Mehmet yokuşun başında; abim ve ablam aşağı doğru yürüyordu. Yaylıma saldığımız at, dörtnala balyaların olduğu
yöne doğru tozu dumana katıp koşuyordu. Bulutlara yakın olmak güzeldi. Bir şey yukarı doğru gitmeme engel
oluyordu. Dünya tersine dönmüştü. Hızla yere doğru düşerken, balyaları gördüğümü hatırlıyorum. Işık hüzmeleri
arasında gökyüzünde balıklar yüzüyordu. İncecik bir zar ayırıyordu göğü; bir tek ben görebiliyordum.

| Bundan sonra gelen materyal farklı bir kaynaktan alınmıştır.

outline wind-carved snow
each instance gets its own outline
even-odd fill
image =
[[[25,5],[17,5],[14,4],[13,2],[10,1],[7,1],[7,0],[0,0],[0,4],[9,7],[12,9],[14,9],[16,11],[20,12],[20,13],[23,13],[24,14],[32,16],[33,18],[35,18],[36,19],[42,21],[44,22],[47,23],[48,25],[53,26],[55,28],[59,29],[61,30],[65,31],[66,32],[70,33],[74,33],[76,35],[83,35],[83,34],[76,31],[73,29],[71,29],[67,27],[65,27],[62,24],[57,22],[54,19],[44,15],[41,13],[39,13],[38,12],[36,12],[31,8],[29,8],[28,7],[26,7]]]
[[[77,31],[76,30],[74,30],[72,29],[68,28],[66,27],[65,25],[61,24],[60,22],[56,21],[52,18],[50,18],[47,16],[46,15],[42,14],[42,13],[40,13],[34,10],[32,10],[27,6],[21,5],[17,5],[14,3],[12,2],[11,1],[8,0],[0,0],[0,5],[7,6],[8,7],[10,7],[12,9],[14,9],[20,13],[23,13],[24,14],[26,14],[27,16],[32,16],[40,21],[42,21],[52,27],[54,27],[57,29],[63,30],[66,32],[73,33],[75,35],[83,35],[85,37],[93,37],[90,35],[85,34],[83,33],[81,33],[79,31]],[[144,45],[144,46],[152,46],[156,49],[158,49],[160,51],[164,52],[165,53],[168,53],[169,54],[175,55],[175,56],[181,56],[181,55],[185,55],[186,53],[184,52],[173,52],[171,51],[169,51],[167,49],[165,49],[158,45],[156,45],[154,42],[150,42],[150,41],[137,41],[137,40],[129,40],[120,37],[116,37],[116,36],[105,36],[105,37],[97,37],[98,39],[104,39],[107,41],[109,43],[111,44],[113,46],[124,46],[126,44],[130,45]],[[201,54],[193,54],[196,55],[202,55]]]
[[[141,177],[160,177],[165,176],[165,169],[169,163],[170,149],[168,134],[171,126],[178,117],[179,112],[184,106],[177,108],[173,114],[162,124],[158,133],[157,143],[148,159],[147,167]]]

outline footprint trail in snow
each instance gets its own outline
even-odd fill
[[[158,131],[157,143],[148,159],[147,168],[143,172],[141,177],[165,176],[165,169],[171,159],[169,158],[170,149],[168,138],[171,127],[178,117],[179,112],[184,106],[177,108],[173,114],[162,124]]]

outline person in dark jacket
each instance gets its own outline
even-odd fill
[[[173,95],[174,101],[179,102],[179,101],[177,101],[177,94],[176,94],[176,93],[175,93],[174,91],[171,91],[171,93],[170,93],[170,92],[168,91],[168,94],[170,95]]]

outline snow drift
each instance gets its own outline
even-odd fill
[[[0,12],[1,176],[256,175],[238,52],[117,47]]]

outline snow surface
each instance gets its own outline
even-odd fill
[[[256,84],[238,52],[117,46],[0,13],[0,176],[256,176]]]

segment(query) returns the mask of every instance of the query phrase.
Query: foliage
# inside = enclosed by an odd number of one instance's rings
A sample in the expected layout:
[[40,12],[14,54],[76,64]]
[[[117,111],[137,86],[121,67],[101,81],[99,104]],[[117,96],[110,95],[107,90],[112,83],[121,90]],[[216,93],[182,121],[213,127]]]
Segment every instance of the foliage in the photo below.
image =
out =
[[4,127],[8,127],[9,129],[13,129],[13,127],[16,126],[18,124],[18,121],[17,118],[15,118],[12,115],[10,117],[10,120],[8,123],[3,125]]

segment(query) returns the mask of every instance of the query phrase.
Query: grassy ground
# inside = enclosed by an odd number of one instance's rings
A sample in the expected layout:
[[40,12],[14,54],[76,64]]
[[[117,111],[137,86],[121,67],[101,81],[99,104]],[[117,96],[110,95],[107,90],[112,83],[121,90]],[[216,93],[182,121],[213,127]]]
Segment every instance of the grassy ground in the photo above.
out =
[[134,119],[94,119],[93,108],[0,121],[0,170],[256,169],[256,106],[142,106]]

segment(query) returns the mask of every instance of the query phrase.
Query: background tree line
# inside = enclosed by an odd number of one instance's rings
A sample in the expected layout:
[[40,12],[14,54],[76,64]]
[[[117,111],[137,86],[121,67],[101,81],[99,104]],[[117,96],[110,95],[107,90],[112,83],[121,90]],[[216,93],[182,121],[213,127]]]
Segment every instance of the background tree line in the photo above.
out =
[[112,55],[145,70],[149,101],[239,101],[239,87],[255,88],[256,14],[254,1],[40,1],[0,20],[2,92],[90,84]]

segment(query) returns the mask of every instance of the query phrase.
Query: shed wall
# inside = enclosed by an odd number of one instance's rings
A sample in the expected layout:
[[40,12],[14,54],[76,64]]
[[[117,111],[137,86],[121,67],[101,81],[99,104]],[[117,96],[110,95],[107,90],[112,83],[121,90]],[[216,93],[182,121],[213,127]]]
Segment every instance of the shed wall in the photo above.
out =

Nehar Çakır, Fadime dediğinde bir Fadime daha diyesiniz gelir. Abdullah dediğinde bir Abdullah daha. Mizah
yapmak için çaba sarf etmiyor yazar. Çocukluğundan gelen doğal bir akışla kaleme alıyor öykülerini; Karadeniz gibi
hırçın, dalgalı. Dikkatli bakarsanız, Çakır'ın çizdiği resimde nice manzaralar görürsünüz. Göğü incecik bir zar ayırırken,
yüksek yaylalar, yemyeşil ormanlar çıkar karşınıza. Yöre halkının yüzyıllardır aşina olduğu kavramlar öykülerin içinde
yer bulur. Lapaza, hartoma, ligarba ve daha fazlası. Eseri bitirdiğinizde Karadeniz'e gidesiniz gelir. Bizden söylemesi.